Background: Social inclusion is a context for both risk and protective factors of migrant youth delinquency. This study aims to shed light on the issue by comparing delinquency amongst native, first-generation, and second-generation immigrant youths in Portugal, a country located in the south of Europe, an area where research in this field is still scarce.
Methods: The research is based on the International Self-Reported Delinquency (ISRD-3) dataset, which includes information on over 4,000 adolescents, who self-reported on their socio-demographic status, leisure activities, school and neighbourhood environment, family bonds, and self-control.

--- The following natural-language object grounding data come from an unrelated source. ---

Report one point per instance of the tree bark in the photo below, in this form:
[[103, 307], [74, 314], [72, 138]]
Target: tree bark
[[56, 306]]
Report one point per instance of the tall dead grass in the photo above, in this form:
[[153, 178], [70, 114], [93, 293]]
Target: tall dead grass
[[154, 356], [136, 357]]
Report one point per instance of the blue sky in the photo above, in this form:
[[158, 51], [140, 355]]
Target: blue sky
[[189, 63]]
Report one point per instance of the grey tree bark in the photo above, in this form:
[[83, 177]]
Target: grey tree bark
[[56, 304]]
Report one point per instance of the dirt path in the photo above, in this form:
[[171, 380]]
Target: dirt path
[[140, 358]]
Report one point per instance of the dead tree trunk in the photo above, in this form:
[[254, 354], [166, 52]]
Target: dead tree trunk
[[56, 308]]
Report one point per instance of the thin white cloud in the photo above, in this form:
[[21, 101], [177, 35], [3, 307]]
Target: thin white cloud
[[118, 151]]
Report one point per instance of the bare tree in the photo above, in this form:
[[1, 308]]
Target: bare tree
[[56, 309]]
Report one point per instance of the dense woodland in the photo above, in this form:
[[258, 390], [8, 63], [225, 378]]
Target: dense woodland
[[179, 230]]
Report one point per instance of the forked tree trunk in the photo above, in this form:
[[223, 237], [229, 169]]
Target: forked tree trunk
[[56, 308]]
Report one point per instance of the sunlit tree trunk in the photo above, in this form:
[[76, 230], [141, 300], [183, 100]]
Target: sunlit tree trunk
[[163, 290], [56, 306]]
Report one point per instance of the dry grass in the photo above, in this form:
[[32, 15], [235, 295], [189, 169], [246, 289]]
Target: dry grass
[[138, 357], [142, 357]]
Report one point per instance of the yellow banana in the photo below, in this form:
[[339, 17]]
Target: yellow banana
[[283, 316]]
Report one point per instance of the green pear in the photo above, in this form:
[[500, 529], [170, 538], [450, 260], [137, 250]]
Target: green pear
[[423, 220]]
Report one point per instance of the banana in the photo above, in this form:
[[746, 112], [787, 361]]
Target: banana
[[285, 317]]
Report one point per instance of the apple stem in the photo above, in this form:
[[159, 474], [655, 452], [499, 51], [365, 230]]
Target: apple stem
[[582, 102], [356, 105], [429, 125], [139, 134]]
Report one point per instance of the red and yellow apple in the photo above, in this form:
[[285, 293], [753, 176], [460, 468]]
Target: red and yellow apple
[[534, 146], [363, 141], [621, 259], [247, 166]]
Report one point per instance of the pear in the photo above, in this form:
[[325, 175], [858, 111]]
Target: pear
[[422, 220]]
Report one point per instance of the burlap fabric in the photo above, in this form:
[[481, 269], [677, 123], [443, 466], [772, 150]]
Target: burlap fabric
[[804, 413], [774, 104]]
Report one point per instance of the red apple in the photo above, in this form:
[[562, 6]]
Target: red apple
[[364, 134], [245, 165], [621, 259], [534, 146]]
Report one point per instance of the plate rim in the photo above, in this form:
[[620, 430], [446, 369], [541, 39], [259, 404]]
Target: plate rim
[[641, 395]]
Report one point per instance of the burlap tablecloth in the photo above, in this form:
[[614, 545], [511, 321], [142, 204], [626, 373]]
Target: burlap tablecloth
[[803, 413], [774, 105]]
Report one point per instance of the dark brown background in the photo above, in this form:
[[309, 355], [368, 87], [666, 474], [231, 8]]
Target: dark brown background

Results: Nested Logistic Regression analyses showed that a young first-generation immigrant is twice as likely to commit a crime, with or without violence, as a young native born in Portugal. However, no differences were found regarding the prevalence of delinquency amongst second-generation immigrants and natives, which is likely due to the integration and cultural assimilation of the immigrant over time. Regarding the analysed risk factors, it was found that both structural and individual factors, identified by the theories of control, stress, as well as situational action theory, have a direct effect on the commission of juvenile crimes (both non-violent and violent). Moreover, this effect is significant in adolescents living in Portugal in general, both immigrants and natives. The most influential variable for both types of delinquent behaviour, with and without violence, is peer delinquency, followed by low morality and self-control.
Conclusion: These findings have relevant policy implications and are useful for evidence-based interventions aimed at promoting migrant adolescent well-being and targeting host countries' performance.
Keywords: Portugal; integration policies; migrant origin; self-reported data; youth offending.